C. rossensis has been associated with coastal Antarctic sea-ice diatom assemblages and can synthesize polyunsaturated fatty acid docosahexaenoic acid (
72), while
C. maris can produce the trans-unsaturated fatty acid, 9-trans-hexadecenoic acid (
73). We speculate that the ability of the aforementioned
Colwellia sp. to produce unsaturated fatty acids could render them more tolerant to increasing pressure.

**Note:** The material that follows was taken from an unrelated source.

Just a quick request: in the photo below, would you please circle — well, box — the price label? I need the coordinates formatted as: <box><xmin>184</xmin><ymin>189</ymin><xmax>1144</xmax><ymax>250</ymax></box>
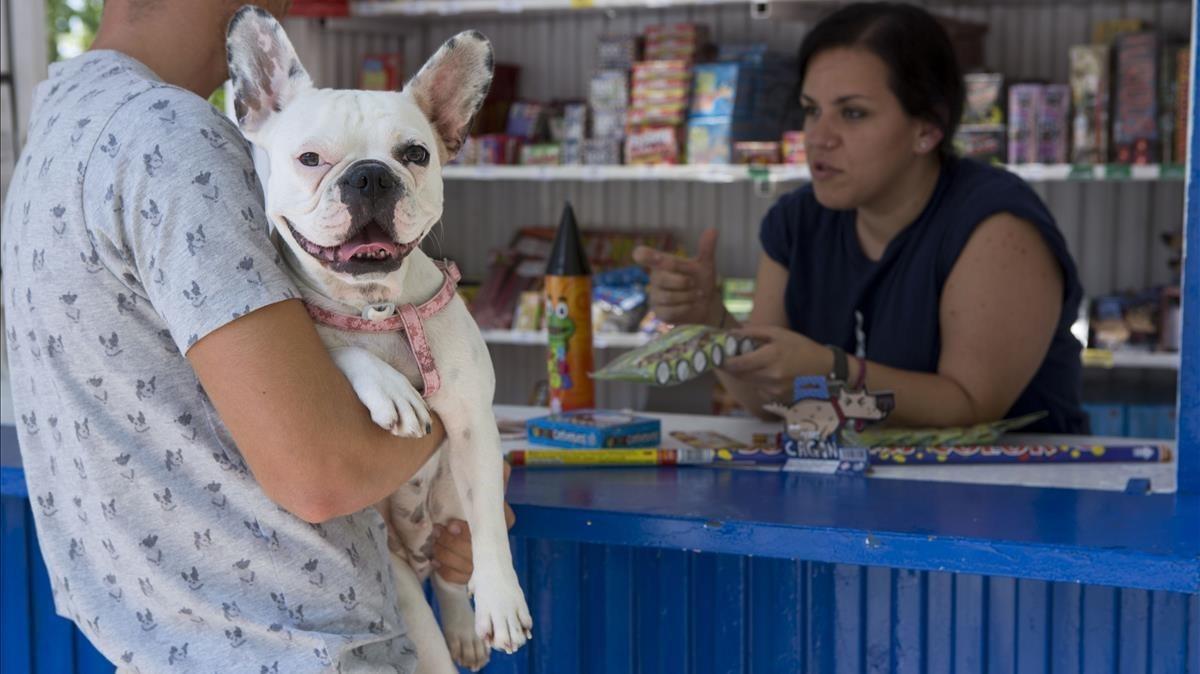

Piezophilic isolates do not form a monophyletic group, they are spread among the tree of life and are found in psychro-, meso-, and thermophiles, indicating that the required adaptations of life at high pressure are relatively moderate (
74). Several of the enriched ASVs at 30 MPa, such as
C. maris (ASV119),
C. rossensis (ASV3) and
S. arctica IR12 (ASV736), were close relatives to psychropiezophilic strains (
Fig. 7). Campanaro et al. (
75) suggested that the genetic elements conferring pressure adaptation in the deep sea could be laterally transferred. Comparative genomics of pressure-sensitive and piezophilic strains of
Colwellia sp. found that several piezophile-specific genes were near genomic islands highlighting that adaptation to high pressure may be facilitated by horizontal gene transfer (
54). Previously, Marietou and Bartlett (
62) have demonstrated that it is possible to isolate culturable high-pressure-surviving bacteria from shallow-water bacterioplankton (South California, USA) that are phylogenetically similar to isolates from deep-sea environments. Moreover, Grossart and Gust (
76) observed a pressure-induced shift toward a gammaproteobacterial-dominated community, when they tested the effects of increasing pressure to a simulated sinking (1,000 m/d) shallow water microcosm from surface waters to a 4,000 m depth. Tamburini et al. (
77) also reported an increase in the relative abundance of gammaproteobacteria in the microbial community associated with sinking (200 m/d) fecal pellets to 1,500 m depth (15 MPa).
Conclusion
The present study examines the effect of hydrostatic pressure (0.1–30 MPa) on a hydrocarbon-degrading biofilm originally adapted to about 6 MPa. Cell-specific CO2 production rates provided a clear synthesis of the observed microbial activity: an initial biofilm-dominated bloom (91–93%) of oil degraders with high microbial activities of 0.82–0.90 fmol CO2⋅bacterial gene−1⋅day−1 at 0.1–8 MPa, but undetectable activity at 30 MPa after 6 days. At 30 MPa, the microbial activity increased between days 6 and 34 with an average rate of 0.36 ± 0.08 fmol CO2⋅bacterial gene−1⋅day−1. Bacterial gene sequencing revealed no differences in the microbial community composition at 0–12 MPa. While the typical Arctic alkane degraders Oleispira sp. and Shewanella sp. were abundant across the different pressures and over time, Colwellia sp., Neptunomonas sp., and Kiloniella sp. were significantly enriched at 30 MPa. Our results suggest that the physiological adaptations of psychrophilic bacteria to thrive at sub-zero temperature make Arctic oil degraders tolerant to mild hydrostatic pressure up to 12 MPa as compared to temperate climate communities showing pressure-induced inhibition at 10–15 MPa in comparable studies. Therefore, the activity of hydrocarbon degraders in sinking marine oil snow in the Arctic may maintain activity down to depths of about 1,200 m, after which pressure can substantially affect hydrocarbon degradation at increasing depth down to 3,000 m.